Christopher Payan: Non le mode d’alimentation joue aussi. Ils avaient été montré par le passé que les sujets ayant une alimentation trop « stérile » favorisait la survenue de pathogènes digestifs (polémique sur le fromage pasteurisé versus au lait cru pour leur importation vers les USA dans les années 2000). A contrario, les contrôles microbiologiques alimentaires ont limité la survenue de salmonellose.

Comment allons-nous pouvoir utiliser nos connaissances sur le microbiote pour améliorer les traitements et la prévention des maladies ? Quels types de maladies pourraient être évitées ?

Stéphane Gayet: D’une façon générale, il existe aujourd’hui une prise de conscience collective de l’importance de l’alimentation pour notre santé, tant en qualité, qu’en diversité et en quantité. Il est plus que probable que des altérations du microbiote intestinal soient à l’origine ou plus simplement favorisent diverses maladies, essentiellement des pathologies chroniques.
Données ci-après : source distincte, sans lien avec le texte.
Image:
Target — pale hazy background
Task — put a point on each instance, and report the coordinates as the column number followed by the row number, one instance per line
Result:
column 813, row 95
Les analyses détaillées du microbiote intestinal vont probablement devenir de plus en plus courantes, mais il faut faire très attention aux prestataires auxquels on fait appel, comme on l’a dit.

Les maladies concernées sont, nous l’avons vu, nombreuses. Dès l’instant où il existe un dysfonctionnement immunitaire (allergie, baisse de l’immunité, maladies dysimmunitaires souvent appelées « auto-immunes » …) durable et impliqué dans une pathologie chronique, l’étude du microbiote intestinal peut se justifier. Dans le cas des maladies inflammatoires chroniques de l’intestin (MICI), c’est une évidence. C’est aussi le cas du diabète de type 2, de l’obésité, des maladies chroniques du foie, de ce qu’il est convenu d’appeler le « syndrome du côlon irritable » (ancienne colopathie fonctionnelle), de plusieurs types de cancer, des maladies neurodégénératives et psychiatriques, pour ne citer que les pathologies les plus étudiées actuellement sur le plan du microbiote ; la liste va assurément s’allonger dans les années qui viennent.
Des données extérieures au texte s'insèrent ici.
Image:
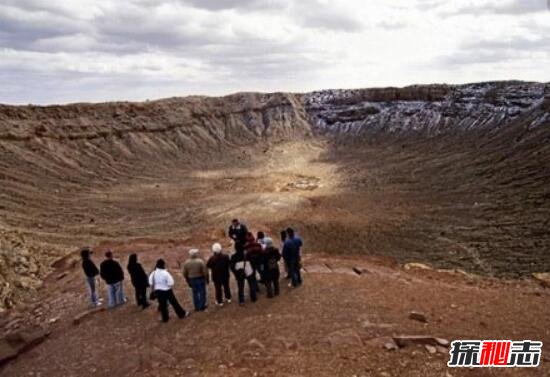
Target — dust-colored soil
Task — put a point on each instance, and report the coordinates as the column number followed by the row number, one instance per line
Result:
column 336, row 324
column 159, row 178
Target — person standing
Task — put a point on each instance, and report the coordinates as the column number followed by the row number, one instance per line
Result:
column 237, row 232
column 162, row 282
column 113, row 275
column 271, row 268
column 243, row 271
column 253, row 254
column 291, row 255
column 196, row 276
column 91, row 272
column 139, row 280
column 283, row 239
column 219, row 266
column 260, row 238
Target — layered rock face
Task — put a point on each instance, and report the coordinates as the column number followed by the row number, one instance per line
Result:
column 74, row 173
column 428, row 110
column 56, row 162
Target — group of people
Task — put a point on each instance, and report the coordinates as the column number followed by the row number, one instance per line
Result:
column 254, row 262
L’étude détaillée du microbiome dans ces maladies et d’autres encore pourra peut-être permettre de faire de la médecine personnalisée, c’est-à-dire adaptée à chaque patient en fonction des caractéristiques (supposées pathologiques) de son microbiote ou plutôt son microbiome. Comme on le voit, le microbiote intestinal suscite beaucoup d’intérêt et d’espoir en médecine, mais son étude et celle des interrelations de ses microorganismes avec nos organes sont d’une particulière complexité.
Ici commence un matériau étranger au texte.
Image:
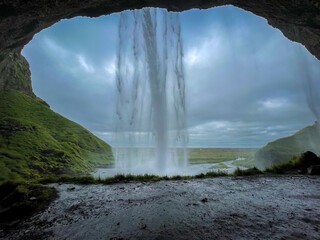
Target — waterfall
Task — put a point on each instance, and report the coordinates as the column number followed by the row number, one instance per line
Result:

Christopher Payan: Il y a la première indication de la TMF depuis les premières études publiées en 2013 (et qui est la seule encore aujourd’hui) pour les infections récidivantes à C. difficile résistant aux antibiotiques. Il existe aussi des études favorables qui ont montré que la TMF pouvait corriger les maladies inflammatoires chroniques de l’intestin, les MICI, comme la maladie de Crohn ou la rectocolite hémorragique, agir sur la survenue d’athérosclérose, le diabète, l’obésité, l’encéphalopathie chez le patient cirrhotique ou contre l’autisme mais les résultats sont à ce stade moins probant que pour les infections à CD (plus de 90% de réussite !).